Candidate for chancellor vows to keep politics out of courtroom


Ben Harmon

Savannah attorney Ben Harmon is running for chancellor of the 24th Judicial District in the Aug. 6 election.

“I’m the Independent candidate for chancellor, because partisan politics has no place in the courtroom. The chancellor must be fair and impartial in their decision making; therefore they must be independent in their rulings,” Harmon said.

The 24th Judicial District includes Hardin, Carroll, Henry, Benton, and Decatur counties.

“As important as this election is to me, I am, first and foremost, a father to two beautiful daughters. I take a lot of pride in my children, and I am amazed every day by what wonderful young women they have become,” Harmon said.

He added, “I am a lifelong resident of Hardin County and a second-generation attorney. My father, the late Ron Harmon, was the former Chancellor of the 24th Judicial District.”

Harmon said that as the son of a former chancellor, he’s had the privilege of growing up in the company of “some of the best judges in the state of Tennessee,” and said one thing they all had in common was not allowing partisan politics to enter into their job.

He said that running for this particular office – one formerly held by his father Ron E. Harmon, who died in September 2013, while still chancellor of the 24th – holds particular emotional significance for him.

“I started traveling this district with him when I was a young man, and I have always felt like the whole district is my home. He was a fair, honest and hardworking judge, just as I will be, if the citizens choose to elect me.”

Harmon said when he was about to graduate from the University of North Alabama with a bachelor’s degree in business administration and majoring in economics, he first thought of pursuing a doctorate in economics.

But Harmon credits his grandmother, Betty Harmon, with giving him the gentle nudge that set him on his legal path.

“I applied to law school, and was accepted in April, with a start date in August. I was still kind of thinking about an advanced degree in economics, and I asked her, ‘Grandma, do you know if I go to law school, I’m not going to graduate until I’m 34 years old?’ She looked right back at me and asked, ‘You’re gonna be 34 years old anyway, you know that, right?’ I had a good laugh and realized, you can’t argue with that logic – so here I am,” Harmon said with a laugh.

“I mean, my entire family supported me, and I love all of them for all they’ve done for me, but yeah; it was Grandma that steered me in the right direction, and it definitely was the right decision. She was an amazing woman, and I miss her every day.”
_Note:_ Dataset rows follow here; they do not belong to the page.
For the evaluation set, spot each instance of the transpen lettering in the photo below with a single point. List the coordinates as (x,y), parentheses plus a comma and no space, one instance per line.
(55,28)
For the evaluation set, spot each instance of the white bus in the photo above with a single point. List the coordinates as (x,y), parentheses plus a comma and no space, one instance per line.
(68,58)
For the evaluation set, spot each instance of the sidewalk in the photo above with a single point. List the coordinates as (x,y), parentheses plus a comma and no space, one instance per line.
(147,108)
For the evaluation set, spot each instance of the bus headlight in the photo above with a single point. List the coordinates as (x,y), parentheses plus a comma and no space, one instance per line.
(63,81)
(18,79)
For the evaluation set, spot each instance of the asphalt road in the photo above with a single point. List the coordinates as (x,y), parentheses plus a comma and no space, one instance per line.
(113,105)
Harmon went on to graduate from the Cecil C. Humphreys School of Law at the University of Memphis, and, after passing the bar exam, was sworn in as a practicing member of the Tennessee Bar by his father.

“My father told me, ‘This isn’t a 9-5 job, you have to love the law.’ I’m happy to say I love the law; I love studying not just what the law is, but why it is the way it is. I believe in the law. I believe the Constitution, and its Amendments, is the greatest social document, the greatest compact to govern government, ever created in all of history,” Harmon said. “It, as well as the constitution of the Great State of Tennessee, means a lot to me. I swore an oath to uphold and protect them both when my father swore me in as a member of the Tennessee bar, and with the confidence of the voters behind me, I am ready to swear another oath to uphold and protect them both as chancellor – every part of them.”

Harmon said he believes the position of chancellor is a position of service to one’s community, and he was raised from a young age to believe that a person should serve their community in whatever capacity possible. He has served on numerous committees and boards over the years.

He is the current chairman of the Historic Zoning Commission in Savannah, and a Savannah Housing Authority commissioner.

There’s no jury in Chancery Court cases. The chancellor determines what actually happened between two or more parties and decides what law applies to the case.

And while it’s important to know the law, perhaps the supreme qualification for a chancellor is have the ability to understand and empathize with the people who stand before you, and make fair and just decisions, Harmon said.

“I’ve learned that lesson from my father from a young age. I’ve learned that from the judges and lawyers he associated with and introduced me to over most of my life. I’ve learned that in practice, representing thousands of clients over a wide range of types of cases, and listening to their stories – and I am ready to put all I’ve learned into practice, by being a fair and just judge,” he said.” I have the compassion, independence and commitment to be your chancellor and I am sincerely asking for your vote.”